Finalement, ma première aventure sera française. Quoi de mieux que d’explorer nos contrées lors d’un premier roadtrip moto ?

Les prémices de l’aventure

Lors d’un déjeuner avec la rédaction, Philippe évoque l’idée d’un reportage à l’hivernale des Marmottes de Saint-Véran, les 7, 8 et 9 janvier 2022. Il me propose de l’accompagner avec Thierry (gérant de Moto Magazine) et Fred (journaliste monteur vidéo) : "Ça te botterait de nous accompagner dans les Hautes-Alpes ?" me demande-t-il. Je réponds par l’affirmative, toujours friand de nouvelles expériences à moto. Ma réponse enjouée déclenche une hilarité collective. "En es-tu bien sûr ? C’est pas évident comme parcours, tu vas te les cailler !" s’exclame-t-il, tout sourire. Je maintiens ma position et relève le défi : "T’inquiètes pas, être frileux, c’est pas mon genre..."

Quelle moto aurais-je la chance de piloter lors du périple ? Philippe me ramène sur Terre en me proposant un Honda Monkey 125. Face à mon regard crispé, il m’explique qu’il n’y a pas mieux qu’un petit 125 cm3 avec les pieds à plat en cas de glisse. Ça se tient ! Moi qui m’imaginait déjà au guidon d’une Royal Enfield Himalayan... Mais allons bon ! Je reste attentif aux sages conseils des motards aguerris.

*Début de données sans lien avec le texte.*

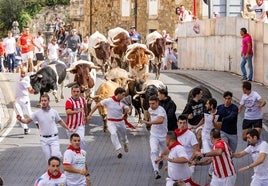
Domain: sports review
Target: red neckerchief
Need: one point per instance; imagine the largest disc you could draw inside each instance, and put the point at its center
(174, 145)
(115, 99)
(179, 132)
(78, 151)
(51, 176)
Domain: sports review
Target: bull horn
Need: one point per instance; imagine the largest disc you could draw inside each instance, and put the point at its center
(96, 46)
(39, 75)
(140, 92)
(127, 54)
(152, 56)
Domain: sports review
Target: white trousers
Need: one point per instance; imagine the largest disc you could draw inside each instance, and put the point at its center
(228, 181)
(258, 182)
(117, 130)
(21, 105)
(51, 146)
(157, 145)
(80, 130)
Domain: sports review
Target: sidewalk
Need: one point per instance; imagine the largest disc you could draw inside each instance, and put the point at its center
(224, 81)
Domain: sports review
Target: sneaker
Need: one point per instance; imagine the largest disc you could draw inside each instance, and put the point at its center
(160, 164)
(119, 154)
(125, 147)
(156, 175)
(26, 131)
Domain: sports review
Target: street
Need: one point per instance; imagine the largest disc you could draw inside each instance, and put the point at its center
(22, 160)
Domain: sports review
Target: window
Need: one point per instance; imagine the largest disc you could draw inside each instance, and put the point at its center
(125, 8)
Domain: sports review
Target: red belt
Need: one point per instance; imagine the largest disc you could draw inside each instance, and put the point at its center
(122, 119)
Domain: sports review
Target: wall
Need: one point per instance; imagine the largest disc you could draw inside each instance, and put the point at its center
(218, 46)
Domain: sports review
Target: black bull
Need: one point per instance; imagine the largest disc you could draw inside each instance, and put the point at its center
(48, 78)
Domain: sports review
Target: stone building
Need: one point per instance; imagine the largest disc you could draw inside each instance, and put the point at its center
(89, 16)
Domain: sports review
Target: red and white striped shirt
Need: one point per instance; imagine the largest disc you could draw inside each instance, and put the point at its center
(223, 165)
(75, 120)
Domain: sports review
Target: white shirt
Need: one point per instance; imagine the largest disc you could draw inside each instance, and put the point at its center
(158, 130)
(39, 41)
(10, 45)
(47, 120)
(45, 180)
(178, 171)
(53, 51)
(188, 140)
(78, 161)
(251, 102)
(261, 171)
(208, 124)
(22, 87)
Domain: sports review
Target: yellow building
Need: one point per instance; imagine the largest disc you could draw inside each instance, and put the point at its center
(89, 16)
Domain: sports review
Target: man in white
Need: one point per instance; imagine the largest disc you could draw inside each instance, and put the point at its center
(178, 168)
(10, 46)
(260, 10)
(22, 100)
(253, 103)
(158, 123)
(259, 153)
(47, 119)
(53, 50)
(39, 49)
(187, 138)
(53, 175)
(116, 112)
(74, 163)
(211, 119)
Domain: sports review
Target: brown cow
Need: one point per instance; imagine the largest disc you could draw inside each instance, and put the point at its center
(119, 40)
(99, 48)
(138, 56)
(85, 77)
(156, 43)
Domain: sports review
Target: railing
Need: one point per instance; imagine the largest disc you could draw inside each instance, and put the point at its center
(218, 46)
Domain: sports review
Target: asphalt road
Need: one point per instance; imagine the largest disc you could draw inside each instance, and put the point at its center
(22, 160)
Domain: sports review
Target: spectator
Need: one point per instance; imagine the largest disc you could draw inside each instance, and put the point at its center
(39, 51)
(246, 55)
(10, 46)
(228, 112)
(22, 99)
(53, 50)
(185, 15)
(253, 103)
(259, 152)
(26, 43)
(74, 163)
(47, 119)
(224, 171)
(2, 56)
(73, 43)
(170, 107)
(260, 10)
(134, 35)
(76, 109)
(84, 49)
(158, 123)
(53, 176)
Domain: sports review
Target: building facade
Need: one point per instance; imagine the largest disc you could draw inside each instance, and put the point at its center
(89, 16)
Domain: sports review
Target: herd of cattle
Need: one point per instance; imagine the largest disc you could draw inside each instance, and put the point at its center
(122, 64)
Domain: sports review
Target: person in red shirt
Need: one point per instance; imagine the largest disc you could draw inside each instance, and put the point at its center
(246, 55)
(27, 44)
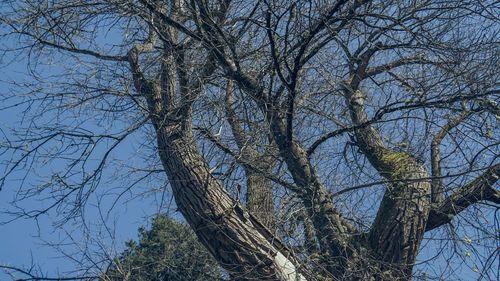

Hivernale moto : mais qu’est ce que c’est au juste ?

En plus d’être Community Manager, rédacteur web et présentateur de motos éligibles A2 chez Moto Magazine, j’administre les rubriques du site, tel que l’agenda événementiel. C’est là que j’ai découvert l’existence des hivernales moto : Millevaches, Marmottes... Curieusement baptisés, ces événements semblent majeurs au regard des divers compte-rendus corrigés et publiés.

Le concept est simple : des baroudeurs moto partent se retrouver et camper dans les montagnes. Rien qui ne m’envoie du rêve à première vue, mais la curiosité l’emporte ! Qu’est-ce qui peut motiver tous ces motards à partir si loin (et si haut !) en plein hiver ?

Premier voyage à moto : de Grenoble / Villard-Bonnot à Saint-Véran en Honda Monkey 125

Toute la rédaction est claire : il faut que je m’équipe convenablement sous peine de finir comme Jack Nicholson à la fin du film Shining. Je dresse les seules armures que j’ai sous la main : bottes touring, sous-vêtements thermiques, pull en laine, gants hiver, blouson mi-saison et combinaison de pluie. Lorsque j’observe l’équipement pointu déployé par mes collègues, je fais pâle figure en me disant que ma non-frilosité jouera un rôle majeur dans l’épreuve...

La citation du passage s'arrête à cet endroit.